The Consumer Financial Protection Bureau (CFPB) took action last week against a major mortgage lender, Prospect Mortgage, LLC, for paying illegal kickbacks for mortgage referrals. In addition, two real estate brokers and a mortgage servicer were held responsible for taking the illegal kickbacks.
Under the terms of the action announced by the CFPB, “Prospect will pay a $3.5 million civil penalty for its illegal conduct, and the real estate brokers and servicer will pay a combined $495,000 in consumer relief, repayment of ill-gotten gains, and penalties.”
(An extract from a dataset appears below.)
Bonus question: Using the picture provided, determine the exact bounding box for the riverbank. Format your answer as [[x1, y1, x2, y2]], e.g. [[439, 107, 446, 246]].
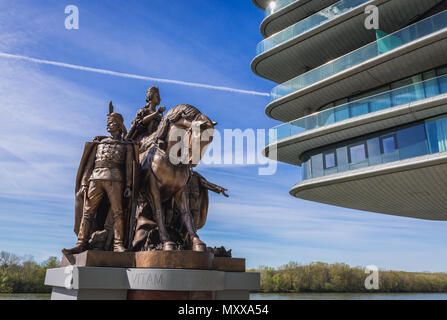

According to reports on this and to my knowledge, this is the first legal action against a real estate broker by the CFPB. In a press release issued by the CFPB on Tuesday, January 31st CFPB Director Richard Cordray states, “Today’s action sends a clear message that it is illegal to make or accept payments for mortgage referrals. We will hold both sides of these improper arrangements accountable for breaking the law, which skews the real estate market to the disadvantage of consumers and honest businesses.”
REALTOR Magazine reports, “The action involves marketing service agreements, an area of RESPA enforcement that the National Association of REALTORS® says generates confusion among real estate companies and others in the industry. The association says its analysts on staff will closely examine the facts of these cases and build on existing guidance for real estate professionals for how to best comply with RESPA.”